You need to decide between one 20a circuit (Max allowed as far as I know) or a 4 wire sub panel feed w/ground rods

Is the Inspector forcing you to run a sub-panel ?
You say you planned on terminating with a 30a 240v breaker & sub
Which is it...you planned on a single circuit..or a sub ?


----------



## a7ecorsair

In your second posting you said you don't need 220 in the shed so why would you be connecting both the black and white wires to a two pole breaker? What exactly do you need for outlets and lights in this shed?
Is this something like what you need?


----------



## Willing2learn

a7ecorsair,

That is exactly the picture that I was going off in my book. I never intended on putting 220V and so I was going to tie into a 20amp single pole breaker in my basement sub panel using the 10/2 to minimize voltage drop. I installed a 20Amp GFCI that was going to start the ciruit and then follow that with a couple of receptacles, an inside switched light, and an outside motion detector light. Intent was to charge a few things and have lights out at the shed, I never planned on needing 220V or a 30 amp circuit out at the shed. 

McSteve,

Thanks for the detailed information. I definitely did not want to hear that answer but if that is the right answer, I needed to hear that. I may see if I can go with your option of only feeding one hot in the shed's main panel.

Scuba_Dave,

Thanks for your help as well. To answer your questions, I started out with the intention of running a single circuit but then changed the plan as the inspector said I failed because I needed a disconnect, sub panel and grounding system.

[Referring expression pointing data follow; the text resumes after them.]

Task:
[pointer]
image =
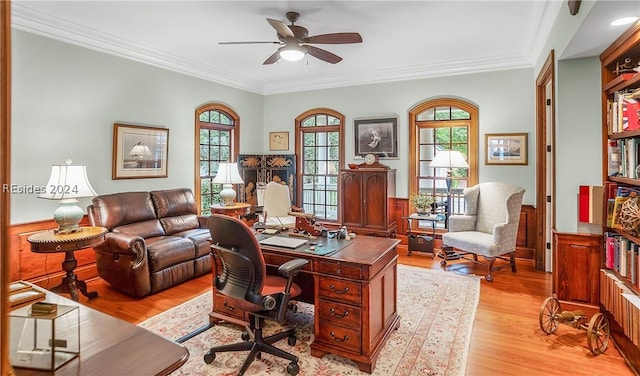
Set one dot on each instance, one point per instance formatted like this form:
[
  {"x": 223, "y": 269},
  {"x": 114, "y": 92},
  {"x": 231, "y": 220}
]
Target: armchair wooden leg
[{"x": 490, "y": 260}]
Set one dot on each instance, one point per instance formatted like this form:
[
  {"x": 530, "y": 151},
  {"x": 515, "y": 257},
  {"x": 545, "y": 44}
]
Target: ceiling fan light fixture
[{"x": 291, "y": 53}]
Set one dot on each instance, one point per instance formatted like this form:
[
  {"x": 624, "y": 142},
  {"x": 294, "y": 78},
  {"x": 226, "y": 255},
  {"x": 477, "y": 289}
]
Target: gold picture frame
[
  {"x": 506, "y": 148},
  {"x": 278, "y": 141},
  {"x": 139, "y": 152}
]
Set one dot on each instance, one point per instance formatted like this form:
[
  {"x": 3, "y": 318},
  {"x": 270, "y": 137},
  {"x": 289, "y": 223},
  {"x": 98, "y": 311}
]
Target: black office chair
[{"x": 243, "y": 278}]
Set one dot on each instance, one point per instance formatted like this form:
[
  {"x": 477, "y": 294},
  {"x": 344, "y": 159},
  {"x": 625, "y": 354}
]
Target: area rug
[{"x": 436, "y": 309}]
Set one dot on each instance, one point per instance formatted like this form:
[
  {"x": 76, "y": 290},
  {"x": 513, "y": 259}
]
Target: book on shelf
[{"x": 590, "y": 203}]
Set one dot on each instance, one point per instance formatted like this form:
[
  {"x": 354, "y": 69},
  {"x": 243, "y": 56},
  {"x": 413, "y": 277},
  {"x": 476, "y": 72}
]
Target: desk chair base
[
  {"x": 449, "y": 254},
  {"x": 258, "y": 345}
]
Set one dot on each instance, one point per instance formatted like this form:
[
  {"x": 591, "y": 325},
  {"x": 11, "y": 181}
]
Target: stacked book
[{"x": 22, "y": 294}]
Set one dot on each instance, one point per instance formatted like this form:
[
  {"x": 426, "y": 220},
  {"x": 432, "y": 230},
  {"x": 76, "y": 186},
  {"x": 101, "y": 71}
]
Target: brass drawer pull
[
  {"x": 343, "y": 339},
  {"x": 333, "y": 288},
  {"x": 333, "y": 313}
]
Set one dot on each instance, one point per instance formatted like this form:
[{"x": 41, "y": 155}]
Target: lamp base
[{"x": 67, "y": 216}]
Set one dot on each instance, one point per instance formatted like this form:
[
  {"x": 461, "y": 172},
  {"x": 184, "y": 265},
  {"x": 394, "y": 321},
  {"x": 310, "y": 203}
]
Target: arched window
[
  {"x": 442, "y": 124},
  {"x": 217, "y": 140},
  {"x": 320, "y": 151}
]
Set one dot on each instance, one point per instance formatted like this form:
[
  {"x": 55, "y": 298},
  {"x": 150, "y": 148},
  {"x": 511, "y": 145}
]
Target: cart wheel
[
  {"x": 549, "y": 312},
  {"x": 598, "y": 333}
]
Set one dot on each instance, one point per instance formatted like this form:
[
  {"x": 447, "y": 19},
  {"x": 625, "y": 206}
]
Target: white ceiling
[{"x": 401, "y": 39}]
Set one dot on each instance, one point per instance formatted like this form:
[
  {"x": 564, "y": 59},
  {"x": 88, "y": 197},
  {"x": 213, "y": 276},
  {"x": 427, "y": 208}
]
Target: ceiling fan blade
[
  {"x": 254, "y": 42},
  {"x": 323, "y": 54},
  {"x": 272, "y": 59},
  {"x": 281, "y": 28},
  {"x": 335, "y": 38}
]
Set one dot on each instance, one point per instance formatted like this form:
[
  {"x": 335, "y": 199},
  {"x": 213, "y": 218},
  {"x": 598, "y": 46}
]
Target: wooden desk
[
  {"x": 354, "y": 292},
  {"x": 50, "y": 242},
  {"x": 238, "y": 209},
  {"x": 110, "y": 346}
]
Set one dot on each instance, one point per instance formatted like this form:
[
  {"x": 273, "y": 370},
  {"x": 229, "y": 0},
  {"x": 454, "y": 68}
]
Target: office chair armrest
[{"x": 292, "y": 267}]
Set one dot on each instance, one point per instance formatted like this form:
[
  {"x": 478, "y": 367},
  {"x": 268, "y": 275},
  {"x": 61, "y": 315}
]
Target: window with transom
[
  {"x": 443, "y": 124},
  {"x": 319, "y": 147},
  {"x": 217, "y": 137}
]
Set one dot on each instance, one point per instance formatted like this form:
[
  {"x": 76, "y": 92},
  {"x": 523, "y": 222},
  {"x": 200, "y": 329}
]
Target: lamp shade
[
  {"x": 67, "y": 181},
  {"x": 228, "y": 174},
  {"x": 449, "y": 159}
]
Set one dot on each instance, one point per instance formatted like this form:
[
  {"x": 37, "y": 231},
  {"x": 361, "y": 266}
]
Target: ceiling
[{"x": 401, "y": 39}]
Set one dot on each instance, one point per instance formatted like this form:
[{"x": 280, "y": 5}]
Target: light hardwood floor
[{"x": 506, "y": 338}]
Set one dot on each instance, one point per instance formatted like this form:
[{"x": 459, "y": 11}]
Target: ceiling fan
[{"x": 295, "y": 41}]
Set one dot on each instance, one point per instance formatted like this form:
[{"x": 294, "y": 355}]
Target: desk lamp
[
  {"x": 449, "y": 159},
  {"x": 227, "y": 175},
  {"x": 66, "y": 183}
]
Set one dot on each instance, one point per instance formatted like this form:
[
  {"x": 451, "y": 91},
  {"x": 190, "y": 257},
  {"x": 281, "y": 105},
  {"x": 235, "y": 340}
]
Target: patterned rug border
[{"x": 431, "y": 344}]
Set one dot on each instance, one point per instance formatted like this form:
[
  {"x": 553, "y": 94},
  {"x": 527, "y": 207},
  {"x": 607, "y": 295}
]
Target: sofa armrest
[{"x": 119, "y": 243}]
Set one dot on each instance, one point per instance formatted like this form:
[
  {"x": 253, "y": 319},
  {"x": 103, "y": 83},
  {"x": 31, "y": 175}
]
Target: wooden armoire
[{"x": 368, "y": 198}]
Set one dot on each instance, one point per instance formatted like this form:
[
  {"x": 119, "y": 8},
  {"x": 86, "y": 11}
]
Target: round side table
[
  {"x": 50, "y": 242},
  {"x": 238, "y": 209}
]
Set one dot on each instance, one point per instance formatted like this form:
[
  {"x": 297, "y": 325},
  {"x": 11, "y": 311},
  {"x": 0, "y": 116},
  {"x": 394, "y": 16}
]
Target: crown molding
[{"x": 31, "y": 21}]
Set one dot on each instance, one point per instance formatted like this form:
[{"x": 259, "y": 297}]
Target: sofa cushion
[
  {"x": 201, "y": 239},
  {"x": 119, "y": 209},
  {"x": 174, "y": 202},
  {"x": 145, "y": 229},
  {"x": 179, "y": 223},
  {"x": 165, "y": 251}
]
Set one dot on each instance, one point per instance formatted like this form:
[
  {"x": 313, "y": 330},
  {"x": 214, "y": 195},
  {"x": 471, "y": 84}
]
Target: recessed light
[{"x": 624, "y": 21}]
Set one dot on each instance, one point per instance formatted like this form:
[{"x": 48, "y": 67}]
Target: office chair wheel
[{"x": 293, "y": 368}]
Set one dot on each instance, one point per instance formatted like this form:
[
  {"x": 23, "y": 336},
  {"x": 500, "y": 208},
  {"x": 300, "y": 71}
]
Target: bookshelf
[{"x": 619, "y": 279}]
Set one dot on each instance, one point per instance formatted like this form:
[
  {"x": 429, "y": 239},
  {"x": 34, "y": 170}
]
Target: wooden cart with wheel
[{"x": 551, "y": 315}]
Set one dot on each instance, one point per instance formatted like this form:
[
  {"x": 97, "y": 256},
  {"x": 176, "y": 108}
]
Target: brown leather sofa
[{"x": 156, "y": 240}]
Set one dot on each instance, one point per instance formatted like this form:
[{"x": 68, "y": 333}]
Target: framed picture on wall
[
  {"x": 278, "y": 141},
  {"x": 506, "y": 149},
  {"x": 139, "y": 152},
  {"x": 377, "y": 136}
]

If I am able to leave this as a single 20 amp circuit, how do i tie the 10/2 to the 12/2? Can I use wire nuts or are there rules on this as well?

Final thought, before I start any new projects I will consult with this style of chatroom before any sweat is put into the project.


----------



## Scuba_Dave

Single circuit is allowed by code - MWBC is considered a single circuit
GFCI protected before it goes into the trench 12" deep is enough
Run 10-2 to a quad box at switch height
Pigtail #10 to #12 -unless a switch will take #10 ??
Wire nuts rated for the wires are OK

Use a switch rated at 20a as the 1st connection
That is your disconnect
I'd put a switch in the quad box & an outlet
Then run other power from the quad box

If your Inspector insists on a sub ask him for a code reference
I'm looking for a code reference
225.30 is a start
250.32 - no ground rod required for single circuit
There are TONs of sheds (millions probably) & small buildings with only one circuit that meet code

Sub is not required, no sub - no grounding rods


----------



## Willing2learn

Scuba_Dave,

Thanks again! Is there a place on the Internet where I can find these codes? I was going to buy an NEC 2008 book but it was rather expensive considering the frequency I do any electrical work.


----------



## a7ecorsair

Here are some references - note the EXC 
The first entry says an GES (Grounding Electrode System) in not needed if there is a EGC (Equipment Grounding Conductor)
The third box says a disconnect is needed
Fourth entry says a snap switch is OK

So it looks like the Complete Wiring Book has a error - no disconnect:furious:


----------



## Scuba_Dave

There have been changes under 2008
3 wire feed no longer accepted as far as I know

NEC 2008 link is in my signature
But unless you know where to look you can spend hours reading


----------



## J. V.

Don't use the 10/2 UF cable for a feeder. Use it for a single branch circuit. Then all you need is a simple light switch for the disconnect that is required.
No panel, unless you want to dig up the cable you installed.


----------



## Willing2learn

J.V.,

I am thinking the single circuit is my best option. Will I still need to install the grounding system? Where will the GFCI outlet be in the circuit path, before or after the light switch used as a disconnect?

Scuba_Dave,

Thanks for the link to the 2008 NEC! It seems like it is impossible to find free links to this type of information which should be more readily accessible. I did find a link that showed Virginia as still operating under the 2005 NEC, is there a location to find a copy of that for free? The reason I ask is because a7ecorsair had a reference to it saying a 3 wire feed was allowed.


----------



## a7ecorsair

Hi,
You don't have three wires for a feed so don't worry about it and it may have changed in the 2008 NEC anyway. Three wires would be a red, black, and white. The bare ground doesn't count.
A switch for disconnect will be your first device in the shed. It will not control any other device - it will be strictly a disconnect for the entire shed.


----------



## J. V.

Willing2learn said:


> J.V.,
> 
> I am thinking the single circuit is my best option. Will I still need to install the grounding system? Where will the GFCI outlet be in the circuit path, before or after the light switch used as a disconnect?


No need for the ground rod (system). This is a simple branch circuit. Just use a 20 amp breaker unless you plan to use #10 wire for everything, inside and outside. 
Bring the circuit to the switch first, then feed the rest.

You can use a GFCI receptacle or breaker. If you use a receptacle, just put it first in the line of receptacles. No GFCI needed for lights.


----------